Ein Blick in den Katalog des Rowohlt Verlags.

Es sind traurige Tage. Graue Tage. Gestern, heute, morgen. Aber zu meinem Glück bekomme ich Post. Vom Rowohlt Verlag. Und der sagt mir, was er 2013 für mich vorbereitet hat. Dort nämlich, beim Rowohlt Verlag in Reinbek, einem kleinen Pups neben der großen Stadt Hamburg, hat man unter vielen unaufgefordert eingesandten Manuskripten die besten ausgewählt, um mich mit der Kraft der Sprache und der Gedanken, kurz, mit Literatur zu verführen.

Hier, wo schon Kafka und Hemingway ihre Werke ans deutsche Sonnenlicht brachten, haben die Köpfe gerauscht und gequalmt im Bemühen, die Tradition durch würdige Werke fortzuführen.
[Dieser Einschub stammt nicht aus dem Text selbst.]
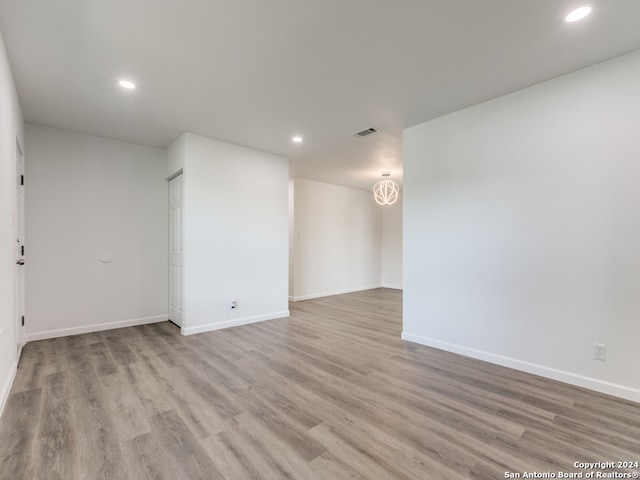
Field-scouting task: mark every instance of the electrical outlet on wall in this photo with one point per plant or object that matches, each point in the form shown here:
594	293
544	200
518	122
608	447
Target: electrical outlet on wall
599	351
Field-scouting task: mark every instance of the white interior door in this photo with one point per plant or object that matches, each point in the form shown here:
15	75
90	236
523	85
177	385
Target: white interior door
176	254
19	251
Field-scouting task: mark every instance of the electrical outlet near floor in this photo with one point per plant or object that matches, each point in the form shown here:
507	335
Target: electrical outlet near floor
599	351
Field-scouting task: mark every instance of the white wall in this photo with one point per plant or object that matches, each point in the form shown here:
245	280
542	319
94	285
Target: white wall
522	233
337	240
89	197
11	126
236	234
392	245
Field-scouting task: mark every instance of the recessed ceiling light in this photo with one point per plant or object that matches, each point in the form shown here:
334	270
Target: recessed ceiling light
578	14
127	84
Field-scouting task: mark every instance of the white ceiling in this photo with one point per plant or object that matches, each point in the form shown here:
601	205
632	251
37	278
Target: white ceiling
257	72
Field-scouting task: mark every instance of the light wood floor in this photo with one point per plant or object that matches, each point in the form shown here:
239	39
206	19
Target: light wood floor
330	393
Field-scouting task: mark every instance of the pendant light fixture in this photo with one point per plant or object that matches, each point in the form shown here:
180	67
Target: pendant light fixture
386	191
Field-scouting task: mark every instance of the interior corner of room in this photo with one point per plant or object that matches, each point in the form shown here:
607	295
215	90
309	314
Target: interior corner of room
515	239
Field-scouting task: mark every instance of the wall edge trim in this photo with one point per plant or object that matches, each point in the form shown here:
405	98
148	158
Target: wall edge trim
334	292
574	379
234	323
97	327
6	388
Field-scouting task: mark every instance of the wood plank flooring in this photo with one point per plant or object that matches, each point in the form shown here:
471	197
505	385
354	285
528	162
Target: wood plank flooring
329	393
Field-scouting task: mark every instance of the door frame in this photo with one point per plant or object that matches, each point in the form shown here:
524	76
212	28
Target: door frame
19	234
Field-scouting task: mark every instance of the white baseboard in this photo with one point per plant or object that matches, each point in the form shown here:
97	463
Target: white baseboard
333	292
64	332
560	375
233	323
6	388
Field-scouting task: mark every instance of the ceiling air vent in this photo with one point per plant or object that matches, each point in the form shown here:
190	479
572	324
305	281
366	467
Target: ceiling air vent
365	132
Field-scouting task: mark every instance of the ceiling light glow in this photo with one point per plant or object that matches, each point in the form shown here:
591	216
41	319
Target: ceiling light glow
578	14
127	84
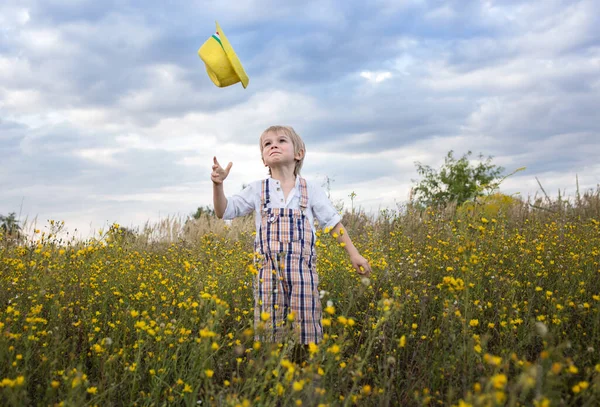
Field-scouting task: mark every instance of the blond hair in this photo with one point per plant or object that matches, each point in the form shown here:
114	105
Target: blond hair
297	142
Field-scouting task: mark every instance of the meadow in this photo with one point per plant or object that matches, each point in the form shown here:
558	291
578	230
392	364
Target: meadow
488	304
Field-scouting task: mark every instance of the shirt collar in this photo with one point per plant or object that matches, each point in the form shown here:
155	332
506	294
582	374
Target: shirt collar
297	184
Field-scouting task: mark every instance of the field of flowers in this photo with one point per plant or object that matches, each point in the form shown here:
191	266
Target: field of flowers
477	307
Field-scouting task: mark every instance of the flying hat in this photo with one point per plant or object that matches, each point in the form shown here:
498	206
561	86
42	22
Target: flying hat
222	64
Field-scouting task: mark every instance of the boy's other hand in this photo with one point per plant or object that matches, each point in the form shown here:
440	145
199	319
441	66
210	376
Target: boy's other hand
361	265
219	174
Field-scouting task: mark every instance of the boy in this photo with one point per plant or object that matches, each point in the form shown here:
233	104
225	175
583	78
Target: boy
285	289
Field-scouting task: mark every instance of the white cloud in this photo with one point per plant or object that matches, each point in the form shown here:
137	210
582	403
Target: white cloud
376	77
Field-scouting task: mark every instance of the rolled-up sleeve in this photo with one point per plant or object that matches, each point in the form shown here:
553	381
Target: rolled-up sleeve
240	204
322	208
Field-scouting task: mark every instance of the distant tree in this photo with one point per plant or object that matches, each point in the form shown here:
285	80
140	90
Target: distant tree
9	224
456	181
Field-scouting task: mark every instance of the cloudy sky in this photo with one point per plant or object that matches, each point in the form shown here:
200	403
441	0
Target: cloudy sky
107	114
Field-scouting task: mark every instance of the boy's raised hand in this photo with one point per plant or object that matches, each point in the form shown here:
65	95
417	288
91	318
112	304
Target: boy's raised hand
219	174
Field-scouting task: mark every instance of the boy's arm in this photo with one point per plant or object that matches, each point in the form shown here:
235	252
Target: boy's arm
218	175
219	200
359	263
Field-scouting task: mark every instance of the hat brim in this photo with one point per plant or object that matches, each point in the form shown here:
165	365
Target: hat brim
233	58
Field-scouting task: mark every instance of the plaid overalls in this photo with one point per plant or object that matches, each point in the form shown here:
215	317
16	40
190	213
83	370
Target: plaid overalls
287	277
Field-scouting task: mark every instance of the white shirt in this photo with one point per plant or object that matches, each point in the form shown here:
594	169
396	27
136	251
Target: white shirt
248	200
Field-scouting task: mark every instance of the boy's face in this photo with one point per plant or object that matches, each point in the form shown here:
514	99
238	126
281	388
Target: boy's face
278	150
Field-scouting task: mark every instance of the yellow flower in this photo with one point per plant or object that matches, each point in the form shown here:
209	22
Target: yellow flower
402	342
333	349
499	381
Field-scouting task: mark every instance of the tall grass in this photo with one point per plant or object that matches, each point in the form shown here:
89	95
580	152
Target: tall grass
494	303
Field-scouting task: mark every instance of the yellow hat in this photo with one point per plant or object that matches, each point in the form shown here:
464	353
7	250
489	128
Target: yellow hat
222	64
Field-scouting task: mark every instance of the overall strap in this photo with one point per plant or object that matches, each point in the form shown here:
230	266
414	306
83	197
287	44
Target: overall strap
264	194
303	194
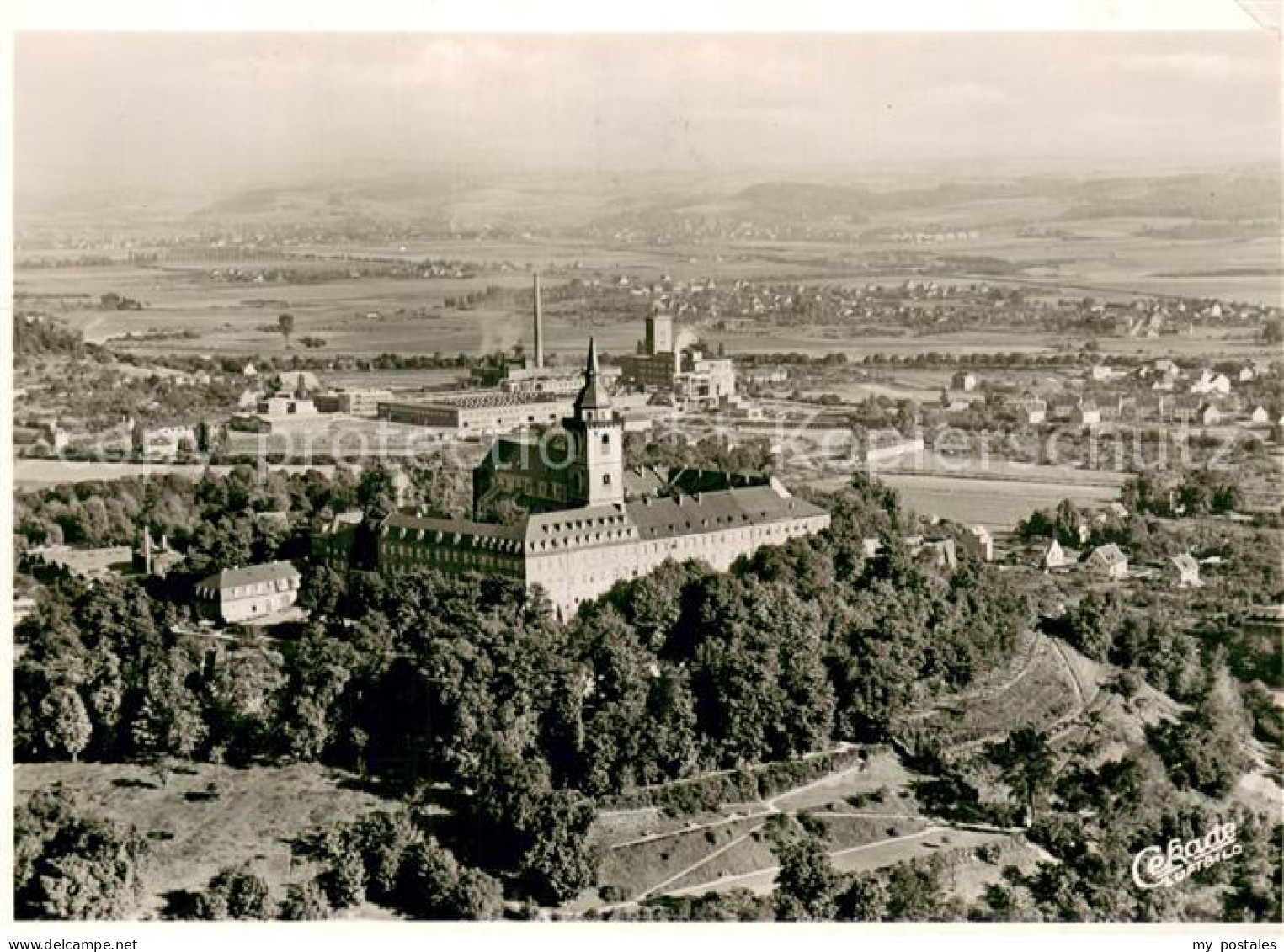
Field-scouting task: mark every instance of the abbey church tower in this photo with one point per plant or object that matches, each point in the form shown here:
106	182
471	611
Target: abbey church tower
596	474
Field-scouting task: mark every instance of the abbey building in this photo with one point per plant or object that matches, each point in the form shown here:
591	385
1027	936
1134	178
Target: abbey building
587	521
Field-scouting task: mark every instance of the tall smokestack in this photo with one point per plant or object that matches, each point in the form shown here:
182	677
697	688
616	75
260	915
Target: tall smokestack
540	327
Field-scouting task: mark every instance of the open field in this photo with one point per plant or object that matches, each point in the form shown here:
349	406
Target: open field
208	816
989	502
36	474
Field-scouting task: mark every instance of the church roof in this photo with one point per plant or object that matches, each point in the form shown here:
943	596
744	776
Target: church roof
273	572
706	512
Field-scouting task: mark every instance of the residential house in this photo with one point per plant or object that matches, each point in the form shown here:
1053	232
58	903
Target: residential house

Tatsächlich ist es bis zur Seite 45 des Katalogs recht langweilig. „Auf einen Tee in der Wüste“ will man mich schicken, zusammen mit „Schwester Jordana“, einer Nonne auf einem Kamel. „Der Windel-Samurai“ klärt mich über das „verrückte Familienleben“ von irgendwem in Japan auf und „Das Mädchen, das aus dem Dschungel kam“ erzählt überraschenderweise über seine Kindheit unter Affen. Nach „Münsterland ist abgebrannt“, „Geheimnisse der Toten“, dem „Herodes-Killer“ und „Die Toten, die niemand vermisst“ öffnet der Verlag die Pforten zu einem Genre, das in dem Katalog bis dahin gänzlich unberührt blieb, dem der „Unterhaltung“.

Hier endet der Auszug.